Delegates in the JCC, on the other hand, struggled to maintain control of their own people while simultaneously competing for supremacy on the Horn of Africa. Set twenty years in the future, the JCC pitted Somalian nationalist sentiments against Ethiopian energy interests, constantly holding both committees on the brink of war. This tale of two worlds was echoed by the Hunger Games, where shifting alliances, internal dissent, and power struggles ruled the day before revolution from the Districts finally brought down the Capitol.
All of these themes, however, were present in UNCMUNC’s first ever Ad Hoc. Simulating prominent members of the opposition party at the height of Venezuelan protests, delegates were battered by constant food shortages, oppressed by a stringent state military, and buffeted by changing political winds. But for every crisis they faced, delegates were just as quick to come up with actionable steps for the future. Without a doubt, UNCMUNC’s most challenging and competitive committee to date was a rousing success.

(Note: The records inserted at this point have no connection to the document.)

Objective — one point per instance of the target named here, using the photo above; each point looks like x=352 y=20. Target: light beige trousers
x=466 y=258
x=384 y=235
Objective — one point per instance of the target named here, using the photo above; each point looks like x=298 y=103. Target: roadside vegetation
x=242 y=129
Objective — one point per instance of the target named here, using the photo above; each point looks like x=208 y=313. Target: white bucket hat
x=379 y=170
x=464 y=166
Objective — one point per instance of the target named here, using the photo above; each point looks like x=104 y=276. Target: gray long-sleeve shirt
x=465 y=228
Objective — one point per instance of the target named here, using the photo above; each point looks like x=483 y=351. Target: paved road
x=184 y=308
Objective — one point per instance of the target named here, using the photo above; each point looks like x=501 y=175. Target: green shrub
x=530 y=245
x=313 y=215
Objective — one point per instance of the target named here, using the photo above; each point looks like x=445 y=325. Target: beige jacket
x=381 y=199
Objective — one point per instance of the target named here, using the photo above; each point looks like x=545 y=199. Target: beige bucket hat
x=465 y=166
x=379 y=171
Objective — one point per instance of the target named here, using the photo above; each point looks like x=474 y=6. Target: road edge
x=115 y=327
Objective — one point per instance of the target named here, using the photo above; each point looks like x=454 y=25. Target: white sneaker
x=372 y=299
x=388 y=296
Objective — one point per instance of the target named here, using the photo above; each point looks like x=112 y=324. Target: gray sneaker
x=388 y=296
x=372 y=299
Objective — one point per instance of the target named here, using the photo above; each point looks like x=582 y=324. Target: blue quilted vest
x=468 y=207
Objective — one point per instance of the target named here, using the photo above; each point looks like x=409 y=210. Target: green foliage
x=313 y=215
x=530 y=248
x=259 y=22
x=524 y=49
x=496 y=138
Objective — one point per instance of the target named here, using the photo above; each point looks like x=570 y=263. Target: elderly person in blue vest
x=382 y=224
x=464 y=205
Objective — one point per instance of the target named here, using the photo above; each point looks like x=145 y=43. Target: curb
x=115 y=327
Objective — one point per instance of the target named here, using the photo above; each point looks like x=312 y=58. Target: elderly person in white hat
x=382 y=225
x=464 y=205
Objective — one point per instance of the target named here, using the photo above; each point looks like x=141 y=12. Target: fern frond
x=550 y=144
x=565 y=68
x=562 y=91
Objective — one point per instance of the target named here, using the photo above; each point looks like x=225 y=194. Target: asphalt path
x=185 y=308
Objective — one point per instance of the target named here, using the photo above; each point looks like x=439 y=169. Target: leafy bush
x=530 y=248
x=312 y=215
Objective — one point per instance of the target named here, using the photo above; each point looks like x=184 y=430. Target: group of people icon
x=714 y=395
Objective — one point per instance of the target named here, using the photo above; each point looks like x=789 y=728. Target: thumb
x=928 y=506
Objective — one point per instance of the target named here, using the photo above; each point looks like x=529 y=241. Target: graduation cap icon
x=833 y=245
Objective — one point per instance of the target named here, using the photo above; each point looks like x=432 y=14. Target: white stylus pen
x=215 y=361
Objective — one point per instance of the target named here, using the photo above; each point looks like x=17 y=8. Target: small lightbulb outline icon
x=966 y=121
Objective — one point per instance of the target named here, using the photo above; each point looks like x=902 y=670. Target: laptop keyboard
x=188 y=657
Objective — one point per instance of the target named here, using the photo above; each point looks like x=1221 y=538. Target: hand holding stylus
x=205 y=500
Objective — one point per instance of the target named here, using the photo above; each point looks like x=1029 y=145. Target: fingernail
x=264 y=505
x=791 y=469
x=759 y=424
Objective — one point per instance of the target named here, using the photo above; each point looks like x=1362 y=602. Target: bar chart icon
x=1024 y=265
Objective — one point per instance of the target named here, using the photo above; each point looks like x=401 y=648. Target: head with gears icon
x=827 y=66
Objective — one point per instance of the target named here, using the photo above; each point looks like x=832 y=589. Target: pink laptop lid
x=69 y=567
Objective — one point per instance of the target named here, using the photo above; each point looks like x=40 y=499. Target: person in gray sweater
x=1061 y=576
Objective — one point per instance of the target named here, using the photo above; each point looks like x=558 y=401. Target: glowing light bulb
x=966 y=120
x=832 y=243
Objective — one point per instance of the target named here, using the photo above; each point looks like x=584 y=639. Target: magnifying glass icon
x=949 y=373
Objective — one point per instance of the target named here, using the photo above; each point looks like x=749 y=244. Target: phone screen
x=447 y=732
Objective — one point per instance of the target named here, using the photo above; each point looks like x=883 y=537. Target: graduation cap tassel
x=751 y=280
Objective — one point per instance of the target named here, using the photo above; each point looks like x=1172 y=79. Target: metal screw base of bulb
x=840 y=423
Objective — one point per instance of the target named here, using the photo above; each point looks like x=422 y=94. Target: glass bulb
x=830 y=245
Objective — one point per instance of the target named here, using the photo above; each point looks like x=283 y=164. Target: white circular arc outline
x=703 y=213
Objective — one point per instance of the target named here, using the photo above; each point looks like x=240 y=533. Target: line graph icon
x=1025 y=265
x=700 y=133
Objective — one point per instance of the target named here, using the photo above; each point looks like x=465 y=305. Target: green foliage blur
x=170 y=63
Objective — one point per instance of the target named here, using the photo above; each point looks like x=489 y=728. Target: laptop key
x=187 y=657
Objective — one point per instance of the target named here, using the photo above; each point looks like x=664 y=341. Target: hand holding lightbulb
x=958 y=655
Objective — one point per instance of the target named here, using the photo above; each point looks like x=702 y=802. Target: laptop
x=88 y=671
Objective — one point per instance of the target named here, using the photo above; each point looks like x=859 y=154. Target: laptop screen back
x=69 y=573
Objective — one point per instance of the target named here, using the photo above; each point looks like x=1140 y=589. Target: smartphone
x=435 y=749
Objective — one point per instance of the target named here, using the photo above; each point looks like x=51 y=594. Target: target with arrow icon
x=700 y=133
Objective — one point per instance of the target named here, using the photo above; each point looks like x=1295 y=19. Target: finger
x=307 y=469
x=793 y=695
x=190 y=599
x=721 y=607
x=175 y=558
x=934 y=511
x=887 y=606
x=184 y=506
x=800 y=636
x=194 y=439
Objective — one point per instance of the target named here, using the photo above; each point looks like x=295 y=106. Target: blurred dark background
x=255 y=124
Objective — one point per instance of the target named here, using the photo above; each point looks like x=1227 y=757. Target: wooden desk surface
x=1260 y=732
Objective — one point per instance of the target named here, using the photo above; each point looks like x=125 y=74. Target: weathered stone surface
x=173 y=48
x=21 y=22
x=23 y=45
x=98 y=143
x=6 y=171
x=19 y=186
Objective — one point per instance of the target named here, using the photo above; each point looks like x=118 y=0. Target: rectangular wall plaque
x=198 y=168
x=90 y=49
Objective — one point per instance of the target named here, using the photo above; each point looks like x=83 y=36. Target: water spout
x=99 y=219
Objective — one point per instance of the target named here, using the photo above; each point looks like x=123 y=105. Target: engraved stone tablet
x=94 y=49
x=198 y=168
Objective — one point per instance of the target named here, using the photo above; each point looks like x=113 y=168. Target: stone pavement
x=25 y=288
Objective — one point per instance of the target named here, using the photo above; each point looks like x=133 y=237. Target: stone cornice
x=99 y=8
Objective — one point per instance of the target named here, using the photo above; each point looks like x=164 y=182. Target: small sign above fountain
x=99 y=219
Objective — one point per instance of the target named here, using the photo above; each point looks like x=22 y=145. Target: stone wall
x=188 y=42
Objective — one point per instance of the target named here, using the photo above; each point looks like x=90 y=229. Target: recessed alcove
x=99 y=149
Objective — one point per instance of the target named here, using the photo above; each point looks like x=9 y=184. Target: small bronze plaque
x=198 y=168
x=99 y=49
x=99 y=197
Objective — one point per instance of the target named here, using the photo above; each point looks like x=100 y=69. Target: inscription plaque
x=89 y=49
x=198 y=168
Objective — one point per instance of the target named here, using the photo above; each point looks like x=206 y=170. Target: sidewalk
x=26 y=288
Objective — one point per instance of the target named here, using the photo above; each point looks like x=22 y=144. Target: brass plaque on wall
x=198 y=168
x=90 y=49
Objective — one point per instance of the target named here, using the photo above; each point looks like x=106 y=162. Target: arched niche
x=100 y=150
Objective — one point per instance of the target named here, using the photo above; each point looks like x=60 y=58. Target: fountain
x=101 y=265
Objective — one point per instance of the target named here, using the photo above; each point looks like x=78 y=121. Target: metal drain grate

For three days, delegates formed, deformed, and reformed strategic alliances amidst their politicking. Staff and delegates forged new relationships and rekindled old friendships. And at the end, all delegates came together one final time for awards. The following delegations were recognized:
Best Large Delegation: Vanderbilt University
Outstanding Large Delegation: Florida International University
Best Small Delegation: Princeton University
The conference ended on a high note for everyone involved, and Secretary-General Srihita Bongu delivered the final remarks: “It’s truly been a humbling experience working with such accomplished, passionate, and collegial people. This conference would not have been possible if not for the energy and time dedicated to it by the most talented delegates and zealous staffers on the circuit. I am incredibly excited for the future of this conference.”